Enquanto isso, o tempo, a violência e a falta de acesso a recursos básicos, como saneamento e asfalto, deixam os alunos distantes dos slides montados pela professora Rejane. Algumas aves apresentadas nas imagens resistem à poluição do mangue naquela região e são encontradas com frequência no bairro, mas, para os alunos, tudo é desconhecido. É como se o mangue fosse um oásis em meio ao deserto do lixo.
Quando ela pergunta quem tinha ido ao manguezal do bairro ou quem morava mais próximo à área, nenhum dos quarenta alunos presentes levanta a mão. Ao perceber que o constrangimento de muitos alunos denuncia a mentira coletiva, a professora não perde tempo:
“Não tenham vergonha do lugar de vocês. Eu moro há trinta anos no bairro Melvi, e nunca tive medo de admitir isso”, repreende, em alusão à outra região pobre da cidade, também localizada próxima ao mangue. Ela conta que, na idade deles, observava as vizinhas mentirem para os colegas de classe sobre o bairro em que moravam, motivadas pelo medo de serem excluídas pelas filhas das regiões próximas à praia.
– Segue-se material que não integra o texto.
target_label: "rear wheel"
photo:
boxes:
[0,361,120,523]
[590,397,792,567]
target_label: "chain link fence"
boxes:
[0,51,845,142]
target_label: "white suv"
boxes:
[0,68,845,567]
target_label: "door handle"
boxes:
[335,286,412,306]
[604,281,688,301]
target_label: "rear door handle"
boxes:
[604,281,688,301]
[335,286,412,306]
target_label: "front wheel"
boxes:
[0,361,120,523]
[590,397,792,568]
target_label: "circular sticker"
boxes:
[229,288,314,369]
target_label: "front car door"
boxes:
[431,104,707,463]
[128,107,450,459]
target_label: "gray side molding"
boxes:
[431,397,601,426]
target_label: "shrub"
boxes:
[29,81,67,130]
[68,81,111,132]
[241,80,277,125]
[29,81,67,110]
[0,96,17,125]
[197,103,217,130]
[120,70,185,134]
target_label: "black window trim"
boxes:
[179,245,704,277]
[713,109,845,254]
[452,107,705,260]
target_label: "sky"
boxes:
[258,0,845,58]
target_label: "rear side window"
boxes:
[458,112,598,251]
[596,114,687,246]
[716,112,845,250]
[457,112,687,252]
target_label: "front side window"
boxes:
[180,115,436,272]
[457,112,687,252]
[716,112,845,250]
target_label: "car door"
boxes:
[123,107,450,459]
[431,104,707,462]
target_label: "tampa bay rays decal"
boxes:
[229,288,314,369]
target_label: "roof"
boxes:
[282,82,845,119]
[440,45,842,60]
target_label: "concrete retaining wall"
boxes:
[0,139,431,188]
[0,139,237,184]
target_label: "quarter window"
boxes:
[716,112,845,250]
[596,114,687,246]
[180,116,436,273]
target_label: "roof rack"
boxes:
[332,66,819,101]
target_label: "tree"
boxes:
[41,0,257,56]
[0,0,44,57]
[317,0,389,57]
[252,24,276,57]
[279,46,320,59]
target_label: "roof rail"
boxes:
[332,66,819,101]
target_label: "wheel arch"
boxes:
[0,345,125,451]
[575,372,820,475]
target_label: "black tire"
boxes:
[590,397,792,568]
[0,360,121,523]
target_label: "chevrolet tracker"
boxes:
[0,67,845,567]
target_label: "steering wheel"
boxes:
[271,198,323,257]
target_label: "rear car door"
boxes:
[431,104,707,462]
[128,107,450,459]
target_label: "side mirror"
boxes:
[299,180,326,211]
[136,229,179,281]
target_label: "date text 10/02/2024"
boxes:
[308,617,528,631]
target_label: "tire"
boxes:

Para Rejane Cortes, a vergonha é algo comum entre as crianças que moram perto do mangue.
(Foto: Agnes Guimarães)
A vergonha ensina o adolescente a ser a visita da própria casa, como aconteceu com as amigas de Rejane, incapazes de olhar o extenso quintal do bairro como o caminho para o próximo Parque Estadual da Praia Grande: a Cachoeira Guariúma.
“Agora digo para todos que no final do meu bairro vamos ter uma trilha legal, e que vai atrair vários turistas. Se antes todos tinham vergonha, agora todos querem conhecer o Melvi”, conclui a professora.
“Ei, não esqueceu de ontem, né?”, a aluna da professora Graziela pergunta, enquanto os dedos brincam com os cachos molhados pelo recreio que foi invadido pela chuva. Ela queria as fotos, ou qualquer coisa que provasse que agora ela sabe o que acontece nos arredores do Mar Pequeno.